Sembra che il respiro dell'Italia sia al momento trattenuto, che tutto sia immobile, al di fuori delle quattro mura in cui siamo confinati.

È strano, eravamo più pronti all'idea di una terza guerra mondiale che a un'epidemia, eppure eccoci qua, a fare gli eroi con il culo sul divano e con la paura di perdere il lavoro.

Sono passati cinque giorni da domenica otto marzo e le abitudini degli italiani sono state stravolte. Abbiamo iniziato con i flash mob sui balconi, che hanno spopolato in tutto il mondo, invidiandoci il senso di unità che abbiamo trovato nell'essere distanti, per passare poi alle preparazioni di cibi che il resto delle Nazioni ci invidia.
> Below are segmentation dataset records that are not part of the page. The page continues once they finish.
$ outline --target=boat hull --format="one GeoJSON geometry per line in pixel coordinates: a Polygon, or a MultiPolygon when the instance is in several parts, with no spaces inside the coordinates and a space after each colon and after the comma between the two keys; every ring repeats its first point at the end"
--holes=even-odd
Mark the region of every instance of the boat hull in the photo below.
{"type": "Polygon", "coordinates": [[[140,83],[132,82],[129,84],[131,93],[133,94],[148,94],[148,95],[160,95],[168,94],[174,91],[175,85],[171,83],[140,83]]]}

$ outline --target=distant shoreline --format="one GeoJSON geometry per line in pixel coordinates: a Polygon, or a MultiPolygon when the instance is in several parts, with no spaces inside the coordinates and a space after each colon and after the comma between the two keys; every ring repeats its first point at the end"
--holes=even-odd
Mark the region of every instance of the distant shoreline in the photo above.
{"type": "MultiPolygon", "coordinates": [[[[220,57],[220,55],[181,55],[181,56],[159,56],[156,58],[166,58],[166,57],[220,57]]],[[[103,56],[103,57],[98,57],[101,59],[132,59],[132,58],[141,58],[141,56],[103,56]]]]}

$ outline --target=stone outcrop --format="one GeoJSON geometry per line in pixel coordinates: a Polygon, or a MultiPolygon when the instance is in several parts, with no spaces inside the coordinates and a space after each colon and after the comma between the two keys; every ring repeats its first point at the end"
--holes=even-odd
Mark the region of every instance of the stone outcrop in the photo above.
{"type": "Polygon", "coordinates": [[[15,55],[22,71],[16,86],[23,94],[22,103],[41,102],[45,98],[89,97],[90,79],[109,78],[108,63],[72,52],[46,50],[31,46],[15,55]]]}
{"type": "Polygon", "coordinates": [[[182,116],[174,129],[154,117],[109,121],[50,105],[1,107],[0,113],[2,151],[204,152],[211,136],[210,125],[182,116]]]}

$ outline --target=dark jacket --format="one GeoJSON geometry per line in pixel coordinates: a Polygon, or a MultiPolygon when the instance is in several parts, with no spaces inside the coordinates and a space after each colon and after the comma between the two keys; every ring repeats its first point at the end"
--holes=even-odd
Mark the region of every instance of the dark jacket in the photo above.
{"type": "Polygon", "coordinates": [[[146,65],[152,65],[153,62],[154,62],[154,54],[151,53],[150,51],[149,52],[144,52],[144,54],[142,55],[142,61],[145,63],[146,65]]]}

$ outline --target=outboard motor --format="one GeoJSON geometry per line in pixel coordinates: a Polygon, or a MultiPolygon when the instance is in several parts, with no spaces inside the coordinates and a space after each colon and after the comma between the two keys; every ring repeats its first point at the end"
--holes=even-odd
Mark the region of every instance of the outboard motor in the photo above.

Praticamente siamo pronti per Masterchef o Bake Off. Siamo giunti ai workout casalinghi e allo smart working che, a quanto pare, se non vengono ripresi non sono validi.

Ma c'è una cosa che ora ci accomuna tutti, una cosa che mi sfinisce più dell'andare a lavorare ogni giorno con la paura di essere contagiata da questo virus altamente trasmissibile, che nelle mia zona sta facendo salire l'emergenza a un livello allarmante, tanto da zittire i nostri balconi: le videochiamate.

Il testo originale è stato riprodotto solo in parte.